IBM Data Science - Best Practices

Sizing

The following table lists some of the most common drives of complexity and size of ML solutions and projects. Not all are directly related to the ML model, but still heavily influence the sizing.

Factor Type Description
Business Problem Complexity Business The number of use cases and the use cases themselves are typically defining the business problem and therefore also its complexity.
Legal, Ethical & Regulatory Requirements Business This covers topics like GDPR or CCPA but also the “Rome Call for AI Ethics”. (Further reading material on ethics: Everyday Ethics for AI)
Non-Functional Requirements (NFRs) Technical NFRs cover topics like Performance (including Capacity), Volumetrics, Scalability, Security, Regulatory Compliance, Usability, Maintainability (including Flexibility), Availability (including Recoverability and Reliability), Manageability, Environmental (including Safety).
Stakeholder Complexity Business This refers to the stakeholders of the project.

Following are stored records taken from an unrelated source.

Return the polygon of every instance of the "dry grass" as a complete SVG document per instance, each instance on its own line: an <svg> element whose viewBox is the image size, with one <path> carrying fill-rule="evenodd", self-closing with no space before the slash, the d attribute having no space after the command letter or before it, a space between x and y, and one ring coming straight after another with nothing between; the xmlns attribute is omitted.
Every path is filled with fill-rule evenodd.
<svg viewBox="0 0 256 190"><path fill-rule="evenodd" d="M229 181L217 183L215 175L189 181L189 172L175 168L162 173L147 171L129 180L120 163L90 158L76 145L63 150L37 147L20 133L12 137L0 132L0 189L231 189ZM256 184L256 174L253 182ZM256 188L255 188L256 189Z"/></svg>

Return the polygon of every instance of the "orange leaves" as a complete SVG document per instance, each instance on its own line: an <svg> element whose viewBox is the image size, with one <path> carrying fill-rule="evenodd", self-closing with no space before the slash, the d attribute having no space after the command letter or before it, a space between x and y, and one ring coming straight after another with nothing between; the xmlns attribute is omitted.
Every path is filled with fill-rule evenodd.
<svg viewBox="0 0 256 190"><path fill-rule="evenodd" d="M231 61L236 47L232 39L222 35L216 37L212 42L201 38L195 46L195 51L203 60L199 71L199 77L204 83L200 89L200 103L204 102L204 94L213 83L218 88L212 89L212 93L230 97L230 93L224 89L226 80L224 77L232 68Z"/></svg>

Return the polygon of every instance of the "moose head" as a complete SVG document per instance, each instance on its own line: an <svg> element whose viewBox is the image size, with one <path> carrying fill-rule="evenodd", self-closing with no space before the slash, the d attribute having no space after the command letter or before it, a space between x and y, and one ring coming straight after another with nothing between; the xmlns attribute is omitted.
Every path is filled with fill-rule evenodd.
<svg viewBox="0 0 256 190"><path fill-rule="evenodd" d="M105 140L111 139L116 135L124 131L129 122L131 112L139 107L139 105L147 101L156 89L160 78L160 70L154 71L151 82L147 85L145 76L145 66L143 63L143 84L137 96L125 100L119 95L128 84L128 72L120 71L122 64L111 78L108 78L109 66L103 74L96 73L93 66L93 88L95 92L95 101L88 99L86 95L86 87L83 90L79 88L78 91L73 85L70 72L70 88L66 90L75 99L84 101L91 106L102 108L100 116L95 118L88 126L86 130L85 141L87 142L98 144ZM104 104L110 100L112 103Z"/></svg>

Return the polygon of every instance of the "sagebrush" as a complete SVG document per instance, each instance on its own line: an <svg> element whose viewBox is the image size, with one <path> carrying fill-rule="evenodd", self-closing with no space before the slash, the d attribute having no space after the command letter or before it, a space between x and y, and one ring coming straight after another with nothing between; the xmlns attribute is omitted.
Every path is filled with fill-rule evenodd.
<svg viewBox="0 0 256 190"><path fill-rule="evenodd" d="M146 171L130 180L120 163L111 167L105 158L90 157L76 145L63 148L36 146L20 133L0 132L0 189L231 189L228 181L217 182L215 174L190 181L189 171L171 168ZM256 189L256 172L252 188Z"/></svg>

This is driven mainly by the number of stakeholders and their relationships towards the project and to each other.
User Complexity Business The users as such should be included in the stakeholders, however depending on the skills, disparity and needs they often drive the complexity by e.g., their interface requirements, explainability needs and availability demands.
Data Sourcing Complexity Technical The complexity of data sources is mainly driven by the amount of data sources, their availability, accessibility and disparity.

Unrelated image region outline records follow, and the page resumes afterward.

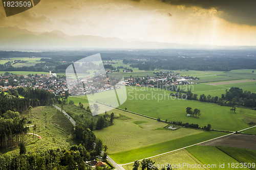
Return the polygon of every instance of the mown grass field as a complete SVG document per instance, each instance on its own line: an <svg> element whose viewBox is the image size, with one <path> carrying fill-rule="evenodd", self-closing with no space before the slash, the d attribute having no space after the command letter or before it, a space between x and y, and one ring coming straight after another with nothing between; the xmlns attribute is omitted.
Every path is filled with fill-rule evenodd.
<svg viewBox="0 0 256 170"><path fill-rule="evenodd" d="M203 166L203 164L202 162L199 161L198 159L196 158L194 156L191 155L188 152L187 152L186 150L181 150L180 151L174 152L171 153L164 154L161 156L158 156L155 157L153 157L151 158L151 160L153 162L155 162L155 164L159 164L159 166L161 166L162 167L164 167L166 164L166 163L169 163L170 165L173 165L174 167L175 165L178 165L179 163L182 164L183 163L186 163L188 164L200 164ZM140 163L141 161L140 161ZM123 165L123 167L126 170L132 170L133 169L133 163L129 164L127 165ZM166 165L165 165L166 166ZM172 166L172 165L171 165ZM141 165L140 166L140 168ZM161 167L161 166L160 166ZM166 166L165 166L166 168ZM159 168L158 169L161 169L161 168ZM209 169L208 168L205 168L206 169ZM197 169L205 169L205 168L199 168ZM175 169L186 169L189 170L191 169L190 168L189 168L187 166L182 167L182 168L176 168Z"/></svg>
<svg viewBox="0 0 256 170"><path fill-rule="evenodd" d="M254 163L256 164L256 151L243 148L218 147L225 153L242 163ZM256 167L252 168L256 169Z"/></svg>
<svg viewBox="0 0 256 170"><path fill-rule="evenodd" d="M120 118L115 119L114 125L94 131L96 136L108 145L111 154L203 133L186 128L174 131L162 130L161 128L167 124L118 109L109 112L111 112L116 114L116 117L121 115Z"/></svg>
<svg viewBox="0 0 256 170"><path fill-rule="evenodd" d="M231 163L238 163L237 160L226 154L215 147L196 145L186 149L190 154L204 164L216 165L210 169L238 169L232 168ZM230 163L228 168L228 163ZM225 163L225 167L220 167L220 163ZM239 169L249 169L249 168L239 168Z"/></svg>
<svg viewBox="0 0 256 170"><path fill-rule="evenodd" d="M226 133L220 132L202 132L199 134L186 136L172 140L110 154L110 157L117 163L127 163L132 162L135 160L140 160L157 155L225 134Z"/></svg>
<svg viewBox="0 0 256 170"><path fill-rule="evenodd" d="M241 132L243 132L245 134L256 135L256 127L249 129L243 131Z"/></svg>
<svg viewBox="0 0 256 170"><path fill-rule="evenodd" d="M162 120L198 124L200 127L210 124L214 129L226 131L237 131L248 127L243 116L251 117L256 113L255 110L238 108L237 113L233 114L229 107L199 101L174 100L161 94L138 91L139 89L137 87L136 90L129 91L127 100L120 107L127 108L128 110L153 117L160 117ZM149 100L146 99L146 96ZM200 118L186 116L185 109L187 107L200 109L202 115Z"/></svg>
<svg viewBox="0 0 256 170"><path fill-rule="evenodd" d="M29 74L35 75L35 74L41 75L41 74L48 74L48 72L41 72L41 71L0 71L0 74L4 74L6 72L9 72L10 73L12 73L15 75L28 75Z"/></svg>
<svg viewBox="0 0 256 170"><path fill-rule="evenodd" d="M127 87L127 100L119 107L123 109L127 108L129 111L152 117L160 117L162 120L167 119L168 121L198 124L200 127L210 124L212 129L220 130L239 131L249 127L247 124L251 122L256 123L256 111L253 110L237 108L237 113L234 114L230 111L229 107L199 101L175 99L162 95L164 93L169 94L167 93L167 91L160 89L155 89L158 91L152 89L153 92L145 91L148 89ZM109 96L102 95L101 97L108 99ZM78 98L81 99L74 97L69 99L72 98L77 105L79 102L83 102L84 105L88 103L85 99L86 97ZM186 116L185 109L187 107L200 109L202 114L200 118Z"/></svg>

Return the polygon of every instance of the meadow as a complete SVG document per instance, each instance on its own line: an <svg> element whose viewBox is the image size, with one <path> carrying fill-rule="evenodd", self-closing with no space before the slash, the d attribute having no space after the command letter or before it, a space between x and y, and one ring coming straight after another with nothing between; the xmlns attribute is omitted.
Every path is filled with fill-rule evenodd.
<svg viewBox="0 0 256 170"><path fill-rule="evenodd" d="M112 110L109 114L112 112L118 117L115 119L114 125L94 131L95 135L108 145L108 152L111 154L203 133L202 131L187 128L174 131L165 129L162 128L167 124L156 120L118 109Z"/></svg>
<svg viewBox="0 0 256 170"><path fill-rule="evenodd" d="M217 148L232 157L240 162L254 163L256 160L256 151L243 148L218 147ZM256 167L252 168L256 169Z"/></svg>
<svg viewBox="0 0 256 170"><path fill-rule="evenodd" d="M232 168L231 163L240 162L231 157L226 154L215 147L196 145L186 149L190 154L204 164L216 165L216 167L212 166L210 169L238 169ZM228 163L230 163L229 168ZM220 167L220 163L225 163L225 168ZM239 169L249 169L249 168L239 168Z"/></svg>
<svg viewBox="0 0 256 170"><path fill-rule="evenodd" d="M156 156L225 134L226 133L220 132L203 132L174 140L146 145L136 149L121 152L114 154L110 154L110 156L117 163L128 163L132 162L135 160L140 160Z"/></svg>
<svg viewBox="0 0 256 170"><path fill-rule="evenodd" d="M245 134L256 135L256 127L243 131L241 132Z"/></svg>
<svg viewBox="0 0 256 170"><path fill-rule="evenodd" d="M183 123L198 124L201 127L210 124L213 129L228 131L245 129L249 127L248 124L250 122L256 123L256 111L253 110L238 108L237 113L234 114L230 111L231 107L229 107L199 101L175 99L168 96L169 94L164 90L152 88L151 92L151 90L145 91L148 88L139 87L136 88L127 87L126 90L127 100L119 108L123 109L126 108L127 110L156 118L160 117L169 122L181 121ZM109 95L104 95L105 92L106 94L105 91L101 93L103 94L101 98L108 99ZM91 96L90 99L95 96ZM79 102L86 105L88 103L86 98L84 96L70 97L69 100L73 100L77 105ZM187 107L200 109L201 113L200 118L186 116L185 109Z"/></svg>
<svg viewBox="0 0 256 170"><path fill-rule="evenodd" d="M9 72L10 73L12 73L14 75L28 75L29 74L30 75L35 75L35 74L37 75L41 75L41 74L44 74L44 75L47 75L49 74L49 72L42 72L42 71L0 71L0 74L4 74L6 72Z"/></svg>
<svg viewBox="0 0 256 170"><path fill-rule="evenodd" d="M237 131L248 127L243 116L251 117L251 115L256 113L255 110L238 108L237 113L232 114L229 107L199 101L174 99L149 91L139 91L139 89L137 87L136 90L128 90L127 99L120 108L127 108L129 111L157 118L160 117L162 120L167 119L168 121L198 124L200 127L210 124L214 129L226 131ZM146 99L146 96L148 100ZM186 116L185 109L187 107L200 109L202 114L200 118Z"/></svg>

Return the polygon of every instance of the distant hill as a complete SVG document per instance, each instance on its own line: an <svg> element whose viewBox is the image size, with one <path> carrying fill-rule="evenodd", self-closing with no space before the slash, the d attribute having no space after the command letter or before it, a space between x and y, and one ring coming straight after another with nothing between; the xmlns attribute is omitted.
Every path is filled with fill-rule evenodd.
<svg viewBox="0 0 256 170"><path fill-rule="evenodd" d="M17 27L0 28L0 49L17 48L190 48L202 49L223 47L186 45L178 43L143 42L136 39L126 41L117 37L104 38L92 35L69 36L58 30L52 32L32 32ZM229 47L236 48L236 47ZM255 46L243 47L253 48Z"/></svg>

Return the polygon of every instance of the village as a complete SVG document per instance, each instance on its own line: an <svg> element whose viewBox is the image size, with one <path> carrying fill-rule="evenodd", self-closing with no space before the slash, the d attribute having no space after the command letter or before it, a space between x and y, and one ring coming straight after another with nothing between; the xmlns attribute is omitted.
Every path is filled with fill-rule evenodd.
<svg viewBox="0 0 256 170"><path fill-rule="evenodd" d="M57 75L50 71L48 74L28 75L15 75L8 72L0 75L0 89L7 91L9 89L18 87L38 88L53 92L55 94L64 95L69 90L71 95L93 94L103 91L119 88L121 85L139 87L160 87L159 86L187 85L194 84L192 82L197 78L181 76L179 72L162 71L154 72L155 76L130 77L122 80L115 78L114 72L108 72L108 76L96 77L84 77L76 79L66 79L65 76ZM81 83L78 84L78 82Z"/></svg>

Data Complexity Technical The data complexity is mainly driven by the size of the data (e.g., row size, number of total rows, total storage size) and the complexity of the data model including its consistency within the data. Especially the uniqueness of (data) keys or its absence can be driving the complexity.
Hypothesis Complexity Technical The hypothesis is usually directly derived from the use case. This covers the complexity of the hypothesis is self but also the complexity of testing / verifying the hypothesis.

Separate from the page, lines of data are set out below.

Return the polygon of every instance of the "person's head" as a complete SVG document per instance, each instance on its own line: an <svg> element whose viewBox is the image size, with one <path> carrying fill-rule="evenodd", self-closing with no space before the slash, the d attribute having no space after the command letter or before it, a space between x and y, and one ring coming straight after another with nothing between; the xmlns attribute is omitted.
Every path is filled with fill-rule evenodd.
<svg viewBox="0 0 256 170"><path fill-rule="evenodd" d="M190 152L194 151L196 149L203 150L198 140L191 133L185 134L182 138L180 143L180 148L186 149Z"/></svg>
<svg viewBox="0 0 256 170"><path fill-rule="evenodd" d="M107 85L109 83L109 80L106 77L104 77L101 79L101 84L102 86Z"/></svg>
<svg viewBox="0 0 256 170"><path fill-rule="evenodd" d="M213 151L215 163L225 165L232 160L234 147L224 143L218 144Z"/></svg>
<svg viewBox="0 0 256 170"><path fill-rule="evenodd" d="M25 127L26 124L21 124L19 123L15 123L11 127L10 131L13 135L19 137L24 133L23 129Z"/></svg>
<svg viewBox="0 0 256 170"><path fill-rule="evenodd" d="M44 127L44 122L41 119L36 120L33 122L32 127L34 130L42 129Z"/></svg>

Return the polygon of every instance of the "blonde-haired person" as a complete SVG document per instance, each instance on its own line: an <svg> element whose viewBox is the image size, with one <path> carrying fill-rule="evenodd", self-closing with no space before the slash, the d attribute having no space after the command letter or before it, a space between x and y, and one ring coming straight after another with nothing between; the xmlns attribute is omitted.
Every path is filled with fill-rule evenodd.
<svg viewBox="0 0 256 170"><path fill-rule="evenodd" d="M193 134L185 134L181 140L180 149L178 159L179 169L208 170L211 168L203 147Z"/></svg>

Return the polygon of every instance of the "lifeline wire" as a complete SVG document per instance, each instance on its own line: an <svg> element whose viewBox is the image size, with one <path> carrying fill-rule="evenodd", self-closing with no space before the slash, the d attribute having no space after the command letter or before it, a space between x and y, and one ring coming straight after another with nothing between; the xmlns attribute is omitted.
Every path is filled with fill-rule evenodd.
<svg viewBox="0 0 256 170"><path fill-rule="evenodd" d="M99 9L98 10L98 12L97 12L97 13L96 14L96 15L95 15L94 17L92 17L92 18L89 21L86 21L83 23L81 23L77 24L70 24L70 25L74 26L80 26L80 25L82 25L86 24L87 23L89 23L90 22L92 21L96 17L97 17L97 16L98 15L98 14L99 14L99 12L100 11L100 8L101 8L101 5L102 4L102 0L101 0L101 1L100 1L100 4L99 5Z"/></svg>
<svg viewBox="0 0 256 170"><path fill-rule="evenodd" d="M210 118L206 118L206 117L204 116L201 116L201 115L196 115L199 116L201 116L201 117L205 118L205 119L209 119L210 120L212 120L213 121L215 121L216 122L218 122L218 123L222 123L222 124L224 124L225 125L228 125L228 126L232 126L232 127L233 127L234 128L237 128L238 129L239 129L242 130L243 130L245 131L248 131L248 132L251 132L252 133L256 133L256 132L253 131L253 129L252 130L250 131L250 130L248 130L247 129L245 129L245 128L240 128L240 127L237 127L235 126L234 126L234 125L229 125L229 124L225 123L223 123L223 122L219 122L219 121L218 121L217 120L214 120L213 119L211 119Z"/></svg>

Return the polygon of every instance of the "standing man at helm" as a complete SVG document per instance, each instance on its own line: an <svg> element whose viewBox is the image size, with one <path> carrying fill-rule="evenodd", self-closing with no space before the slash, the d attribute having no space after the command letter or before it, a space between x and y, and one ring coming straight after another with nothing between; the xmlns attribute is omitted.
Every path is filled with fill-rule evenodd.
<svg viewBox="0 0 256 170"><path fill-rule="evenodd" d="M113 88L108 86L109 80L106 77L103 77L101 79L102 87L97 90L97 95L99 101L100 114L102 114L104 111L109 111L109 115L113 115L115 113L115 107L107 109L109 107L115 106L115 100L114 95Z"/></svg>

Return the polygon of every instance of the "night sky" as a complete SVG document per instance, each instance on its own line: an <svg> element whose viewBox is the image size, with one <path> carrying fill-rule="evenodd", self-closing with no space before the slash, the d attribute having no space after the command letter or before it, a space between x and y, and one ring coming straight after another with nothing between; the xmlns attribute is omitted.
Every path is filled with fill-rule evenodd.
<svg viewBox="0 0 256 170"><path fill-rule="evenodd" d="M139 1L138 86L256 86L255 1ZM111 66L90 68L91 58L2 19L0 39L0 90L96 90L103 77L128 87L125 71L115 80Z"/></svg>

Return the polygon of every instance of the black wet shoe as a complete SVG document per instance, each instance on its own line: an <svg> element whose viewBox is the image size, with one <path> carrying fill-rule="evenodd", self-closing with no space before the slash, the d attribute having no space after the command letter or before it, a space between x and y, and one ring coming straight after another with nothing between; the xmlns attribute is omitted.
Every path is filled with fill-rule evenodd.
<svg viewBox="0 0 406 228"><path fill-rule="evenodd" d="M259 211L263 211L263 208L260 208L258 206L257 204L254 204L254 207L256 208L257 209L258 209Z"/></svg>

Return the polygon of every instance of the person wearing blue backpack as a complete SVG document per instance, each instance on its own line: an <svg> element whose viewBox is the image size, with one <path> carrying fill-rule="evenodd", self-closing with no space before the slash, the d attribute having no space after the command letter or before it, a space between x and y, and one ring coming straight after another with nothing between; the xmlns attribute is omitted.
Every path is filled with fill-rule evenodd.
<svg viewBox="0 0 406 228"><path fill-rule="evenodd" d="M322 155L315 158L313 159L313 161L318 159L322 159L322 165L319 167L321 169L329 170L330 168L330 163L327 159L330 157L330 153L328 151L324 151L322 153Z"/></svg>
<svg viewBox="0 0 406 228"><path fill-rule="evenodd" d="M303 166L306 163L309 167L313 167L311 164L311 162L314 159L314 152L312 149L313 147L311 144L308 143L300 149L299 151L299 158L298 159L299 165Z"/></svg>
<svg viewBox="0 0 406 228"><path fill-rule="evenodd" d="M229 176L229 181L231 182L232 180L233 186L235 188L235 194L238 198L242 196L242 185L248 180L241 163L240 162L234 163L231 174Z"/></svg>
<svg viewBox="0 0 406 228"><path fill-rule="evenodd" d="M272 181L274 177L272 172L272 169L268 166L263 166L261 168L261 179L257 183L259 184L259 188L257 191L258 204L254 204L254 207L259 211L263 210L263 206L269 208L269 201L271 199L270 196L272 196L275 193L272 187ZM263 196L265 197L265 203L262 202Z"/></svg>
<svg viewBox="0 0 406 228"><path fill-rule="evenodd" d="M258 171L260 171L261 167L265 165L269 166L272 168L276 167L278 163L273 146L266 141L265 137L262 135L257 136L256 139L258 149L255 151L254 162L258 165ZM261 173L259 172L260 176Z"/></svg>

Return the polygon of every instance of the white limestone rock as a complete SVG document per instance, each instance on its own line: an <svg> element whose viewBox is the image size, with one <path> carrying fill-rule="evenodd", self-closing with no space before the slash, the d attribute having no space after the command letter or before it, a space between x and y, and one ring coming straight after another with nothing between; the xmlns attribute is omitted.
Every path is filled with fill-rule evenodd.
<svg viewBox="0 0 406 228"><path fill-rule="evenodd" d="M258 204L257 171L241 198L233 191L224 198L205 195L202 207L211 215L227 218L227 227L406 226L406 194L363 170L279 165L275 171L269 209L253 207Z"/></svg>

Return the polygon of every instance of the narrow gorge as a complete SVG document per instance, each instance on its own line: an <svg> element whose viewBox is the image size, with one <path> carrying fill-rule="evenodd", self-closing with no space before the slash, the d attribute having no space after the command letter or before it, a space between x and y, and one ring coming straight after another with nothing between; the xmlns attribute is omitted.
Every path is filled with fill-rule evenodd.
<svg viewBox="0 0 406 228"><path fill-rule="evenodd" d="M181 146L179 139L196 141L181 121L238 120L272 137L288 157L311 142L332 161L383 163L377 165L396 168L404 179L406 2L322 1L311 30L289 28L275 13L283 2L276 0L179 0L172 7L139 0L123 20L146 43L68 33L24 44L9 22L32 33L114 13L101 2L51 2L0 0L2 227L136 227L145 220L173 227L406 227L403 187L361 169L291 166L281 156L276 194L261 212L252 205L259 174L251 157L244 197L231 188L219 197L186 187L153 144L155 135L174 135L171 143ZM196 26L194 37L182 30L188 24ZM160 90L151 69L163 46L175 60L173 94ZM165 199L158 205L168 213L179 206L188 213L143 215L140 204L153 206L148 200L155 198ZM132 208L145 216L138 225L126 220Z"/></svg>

Interface Complexity Technical The interface complexity is driven by the amount, type disparity and individual complexity. It covers both the interfaces with data sources (see above) but also the interfaces during interference.
Solution Complexity Technical The complexity of the solution is mainly driven by the use cases, functional and non-functional requirements (see above) but also what is technically possible. This defines how complex the required architecture will need to be. For AI systems in particular the solution complexity is driven by e.g., the deployment type (cloud vs. edge) and the training mode (one-time vs. batch vs. continuous).
Model Complexity Technical The model complexity is driven by the use case and its solution outline. This is then often reflected in the number of models needed, their size and their individual complexity.